It is well known that Probit regression can be formulated as transformed linear model in the following sense: Suppose that $Z = X\beta + \epsilon$ for some normally distributed $\epsilon$ and let $Y = 1[Z\geq 0]$. If we observe $Z$ we have an ordinary regression model. If we observe $Y$ we have a Probit regression model.
But sometimes you observe some $Y$s and some $Z$s, not all $Y$s or all $Z$s. What we observed is determined by the variable $I$, which is independent of $Z$ and the covariates $X$. For instance, we could observe:
set.seed(313)
x <- rnorm(10)
y <- 1 + 2 * x + rnorm(10) # Normal model.
i <- rbinom(10, 1, 0.7) # Randomly sampled indices. 0 if linear,
# 1 if probit.
y[i == 1] <- y[i == 1] >= 0 # So i == 1 gets transformed to 0 or 1.
y
#> [1] 1.0000000 1.0000000 1.0000000 -1.8411864 1.0000000 0.0000000 1.0000000 1.0000000 0.4962323 3.3924775
In R, you would naïvely use lm to fit the variables that are not 0 or 1 and glm to fit the rest. But I want to fit both models at once! Now, it is not hard to implement an estimator using e.g. the optim function together with the log-likelihood of the model, but I'm asking if:
- Is there an
RorPythonpackage that fits these models efficiently? - Are there any papers or books discussing these kinds of models?

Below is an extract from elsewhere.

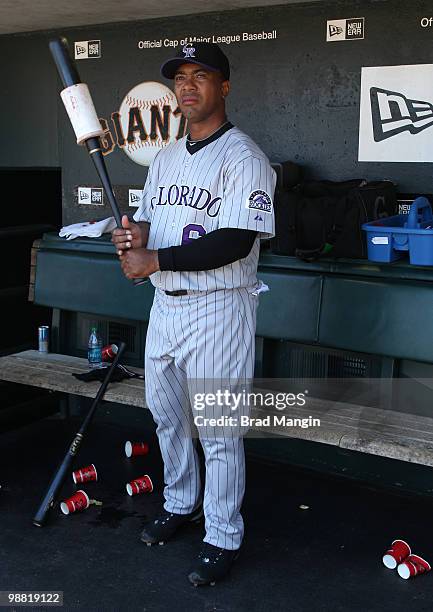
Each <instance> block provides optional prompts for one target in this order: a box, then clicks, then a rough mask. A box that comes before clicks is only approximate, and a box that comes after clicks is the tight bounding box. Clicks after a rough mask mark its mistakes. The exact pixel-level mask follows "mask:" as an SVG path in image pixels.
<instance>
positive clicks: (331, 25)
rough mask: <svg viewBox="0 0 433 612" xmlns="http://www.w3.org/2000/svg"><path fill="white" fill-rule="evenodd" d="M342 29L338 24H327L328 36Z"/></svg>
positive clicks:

Observe that this is not a hurdle model or about zero-inflated data (the Probit part can be both $0$ and $1$), not a Tobit model (which censors data), nor a mixture model (we condition on the type of the variables). It's not hard to write down the likelihood for it:
$$\prod_{i=1}^{n}\left[\phi(y_{i}\mid\beta^Tx_{i})1[y_{i}\text{ is continuous}]+f(y_{i}\mid \beta^Tx_{i})1[y_{i}\text{ is binary}]\right],$$
where $\phi$ is the normal density and $f$ is the pmf of the Probit model.